On a Friday night in late January, the leader of a famed San Francisco venture capital firm got drunk and launched into a profanity-laced tirade on social media. Garry Tan, the Y Combinator CEO currently spearheading a tech-funded campaign to seize control of the city’s government, spent his long, strange night being publicly aggrieved by his usual foes: the progressive politicians he blames for the city’s ills.
He took things a step too far. Posting on X, formerly Twitter, Tan wished death upon a majority of the San Francisco Board of Supervisors. “Fuck Chan Peskin Preston Walton Melgar Ronen Safai Chan as a label and motherfucking crew,” wrote Tan, name-checking seven progressive supervisors in a hypercringy attempt to adapt Tupac Shakur’s “Hit ’Em Up” to his drunken rants. “Die slow motherfuckers.” For good measure, he posted a photo of his personal liquor cabinet. Its inscription: “Garry Tan, SF Social Media Troll. Twitter Menace.”
Tan specializes in such tantrums. Over the past two years, he has established himself as the city’s chief Twitter attack dog. But his activism extends beyond social media. He donated $100,000 to the recall campaign against District Attorney Chesa Boudin, who was ousted in June 2022. Two months later, Y Combinator appointed Tan as CEO.

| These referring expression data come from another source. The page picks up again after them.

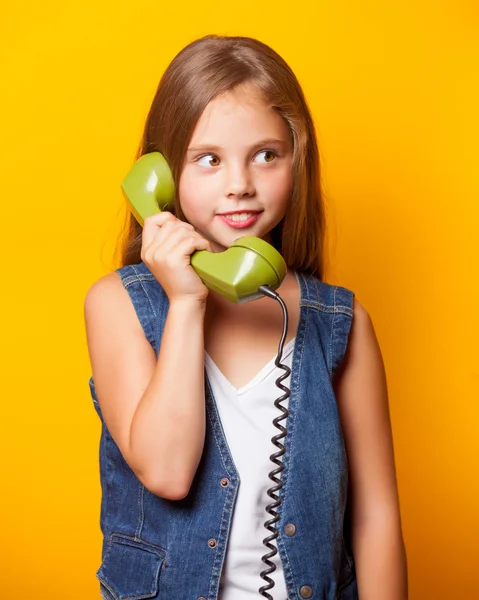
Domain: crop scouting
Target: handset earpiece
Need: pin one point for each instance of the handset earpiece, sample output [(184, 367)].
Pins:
[(238, 272)]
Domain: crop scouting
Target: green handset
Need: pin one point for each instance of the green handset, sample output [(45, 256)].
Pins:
[(238, 272)]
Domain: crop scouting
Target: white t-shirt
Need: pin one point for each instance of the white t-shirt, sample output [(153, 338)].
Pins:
[(247, 417)]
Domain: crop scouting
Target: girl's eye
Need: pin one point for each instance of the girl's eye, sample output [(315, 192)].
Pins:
[(269, 156), (208, 160)]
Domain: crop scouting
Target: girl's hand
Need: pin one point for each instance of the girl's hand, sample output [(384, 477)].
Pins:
[(167, 244)]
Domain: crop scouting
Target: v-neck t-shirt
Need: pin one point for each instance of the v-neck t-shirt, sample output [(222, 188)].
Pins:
[(247, 417)]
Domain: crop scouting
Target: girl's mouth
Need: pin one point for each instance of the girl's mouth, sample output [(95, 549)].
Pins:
[(240, 220)]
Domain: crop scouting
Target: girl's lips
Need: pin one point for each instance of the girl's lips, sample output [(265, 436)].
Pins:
[(240, 224)]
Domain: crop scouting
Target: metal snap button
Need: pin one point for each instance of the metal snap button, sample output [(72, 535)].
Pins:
[(306, 591), (290, 529)]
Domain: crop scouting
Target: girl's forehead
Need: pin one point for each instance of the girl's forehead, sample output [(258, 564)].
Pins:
[(239, 113)]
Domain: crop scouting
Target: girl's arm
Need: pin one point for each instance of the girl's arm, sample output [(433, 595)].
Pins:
[(154, 410), (361, 392)]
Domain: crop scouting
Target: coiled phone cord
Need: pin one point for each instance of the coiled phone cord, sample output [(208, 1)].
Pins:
[(270, 508)]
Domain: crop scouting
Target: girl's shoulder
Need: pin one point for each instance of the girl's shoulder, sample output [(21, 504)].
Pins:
[(325, 297)]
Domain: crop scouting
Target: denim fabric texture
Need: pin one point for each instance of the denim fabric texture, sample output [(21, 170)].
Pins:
[(162, 549)]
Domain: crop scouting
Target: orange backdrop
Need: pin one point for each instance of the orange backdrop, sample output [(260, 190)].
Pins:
[(394, 92)]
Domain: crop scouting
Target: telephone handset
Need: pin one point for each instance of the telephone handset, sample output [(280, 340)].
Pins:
[(249, 269), (238, 272)]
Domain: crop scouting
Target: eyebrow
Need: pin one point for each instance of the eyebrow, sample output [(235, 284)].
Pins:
[(215, 148)]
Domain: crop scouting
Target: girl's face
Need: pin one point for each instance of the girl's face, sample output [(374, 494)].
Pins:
[(240, 158)]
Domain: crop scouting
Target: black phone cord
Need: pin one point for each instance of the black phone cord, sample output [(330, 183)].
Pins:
[(270, 508)]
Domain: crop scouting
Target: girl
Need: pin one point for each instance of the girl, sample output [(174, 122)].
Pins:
[(181, 378)]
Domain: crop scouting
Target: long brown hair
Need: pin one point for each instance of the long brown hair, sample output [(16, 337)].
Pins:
[(201, 71)]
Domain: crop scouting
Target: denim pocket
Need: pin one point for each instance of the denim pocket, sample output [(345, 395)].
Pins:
[(130, 569)]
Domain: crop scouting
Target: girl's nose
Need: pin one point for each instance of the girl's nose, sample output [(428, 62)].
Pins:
[(239, 183)]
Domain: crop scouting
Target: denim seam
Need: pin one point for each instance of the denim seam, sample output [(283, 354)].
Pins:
[(108, 588), (226, 513), (211, 419), (141, 512), (331, 341), (288, 572)]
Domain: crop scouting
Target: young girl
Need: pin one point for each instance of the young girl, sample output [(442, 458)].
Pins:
[(184, 379)]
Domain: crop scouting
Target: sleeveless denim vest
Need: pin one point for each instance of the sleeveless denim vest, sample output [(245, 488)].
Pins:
[(155, 548)]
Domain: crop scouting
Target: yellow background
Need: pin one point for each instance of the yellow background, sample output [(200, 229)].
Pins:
[(394, 92)]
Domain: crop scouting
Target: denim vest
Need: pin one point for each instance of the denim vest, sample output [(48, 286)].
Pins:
[(174, 549)]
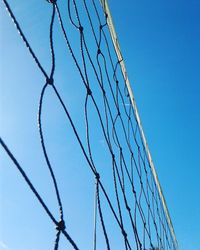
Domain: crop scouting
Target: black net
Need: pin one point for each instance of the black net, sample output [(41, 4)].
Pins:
[(124, 209)]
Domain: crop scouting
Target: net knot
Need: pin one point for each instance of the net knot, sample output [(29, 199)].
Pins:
[(89, 91), (128, 208), (98, 51), (81, 29), (52, 1), (124, 233), (60, 225), (49, 81)]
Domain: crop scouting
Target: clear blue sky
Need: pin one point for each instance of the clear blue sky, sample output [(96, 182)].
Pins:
[(160, 42)]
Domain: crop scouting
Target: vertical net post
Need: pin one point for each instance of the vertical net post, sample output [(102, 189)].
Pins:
[(115, 41)]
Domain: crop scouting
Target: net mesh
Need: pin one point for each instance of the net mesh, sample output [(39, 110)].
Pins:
[(124, 208)]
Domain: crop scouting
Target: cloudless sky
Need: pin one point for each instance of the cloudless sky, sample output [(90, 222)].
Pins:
[(160, 42)]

“Garry is one of the most ‘YC’ people in the whole industry,” tweeted Sam Altman, the OpenAI CEO who formerly led Y Combinator, at the time. “Also, it’s a big deal [in my opinion] that YC will have a CEO so active in local politics. I think YC can make a big difference here.”
Emboldened by the recall, Tan ramped up his ambitions—and his rhetoric. Last July, he posted an angry YouTube screed in which he promised to “wipe out” progressive supervisors for raising safety concerns about driverless robotaxis. “Peskin, Preston, Chan, Walton, Melgar, Ronen—your days are numbered,” said Tan in a finger-wagging screed.

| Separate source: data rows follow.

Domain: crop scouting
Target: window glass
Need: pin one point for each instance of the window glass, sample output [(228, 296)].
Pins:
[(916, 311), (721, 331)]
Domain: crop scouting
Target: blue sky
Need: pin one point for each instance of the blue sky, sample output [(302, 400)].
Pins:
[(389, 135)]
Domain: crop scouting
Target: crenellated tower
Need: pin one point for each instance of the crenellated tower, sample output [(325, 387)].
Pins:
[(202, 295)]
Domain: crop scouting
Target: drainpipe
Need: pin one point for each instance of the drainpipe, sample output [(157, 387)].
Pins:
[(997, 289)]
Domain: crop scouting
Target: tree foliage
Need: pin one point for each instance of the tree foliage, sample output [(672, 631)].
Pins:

His harangue aged poorly. In October, a driverless Cruise vehicle pinned a pedestrian and dragged her 20 feet along the pavement. Cruise lost its operating permit, its top executives resigned, and General Motors slashed its investment. The company, launched by Y Combinator in 2014, now faces a $1.5 million fine for allegedly hiding key facts from regulators.

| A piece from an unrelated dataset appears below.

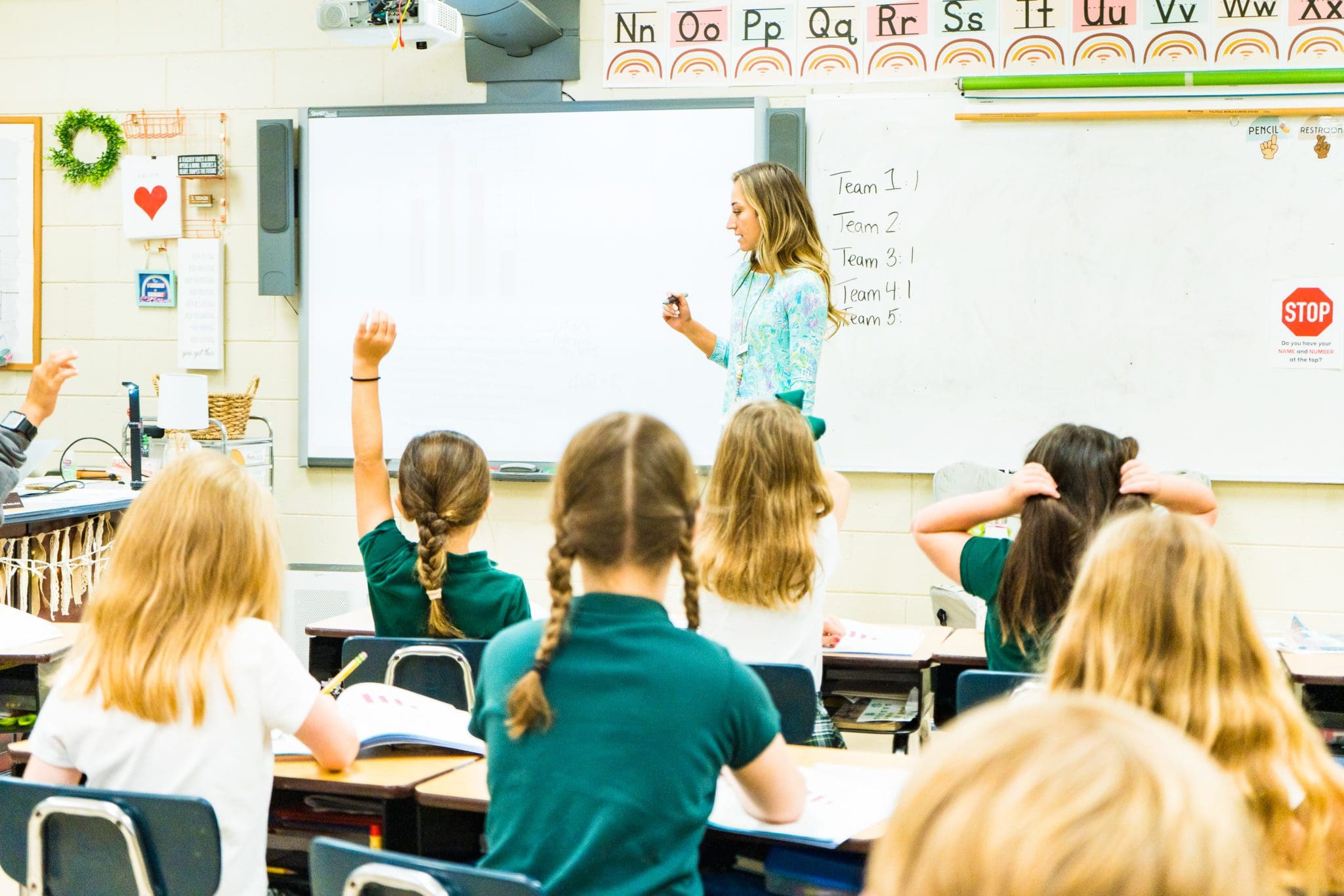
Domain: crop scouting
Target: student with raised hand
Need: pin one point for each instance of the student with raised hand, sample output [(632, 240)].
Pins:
[(606, 724), (1072, 796), (436, 586), (769, 540), (1074, 479), (179, 678), (1159, 620)]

Tan’s more recent drunk tweets also backfired pretty badly. As it turns out, assassination talk gets taken rather seriously in the city where Mayor George Moscone and Supervisor Harvey Milk were murdered in 1978. Within days, Tan’s targets began receiving death threats in their mailboxes. “I don’t give a fuck,” Tan had declared during his tweetstorm. But he soon changed course, deleting his alcohol-fueled rage posts and hiring a crisis P.R. firm to help with damage control as the negative headlines erupted. A mandatory show of contrition was seemingly ordered: “I am sorry for my words and regret my poor decision,” he said in a statement.
It was a terrible first impression to make on voters, most of whom had probably never heard of their city’s new self-anointed political king until he became so flamboyantly unhinged and flew off the handle. (Tan is notorious for having preemptively blocked half of the city, including most reporters, on Twitter.) The meltdown also cracked Tan’s image as an unapologetic Elon Musk mini-me with grandiose plans to build a “parallel” society. I mentioned Tan in a recent piece about wealthy techies trying to build privately governed cities as part of the “network state” movement. In San Francisco, he is working on an adjacent strategy. Instead of starting a new city, he wants to capture city government in November’s elections and hold it hostage to his demands.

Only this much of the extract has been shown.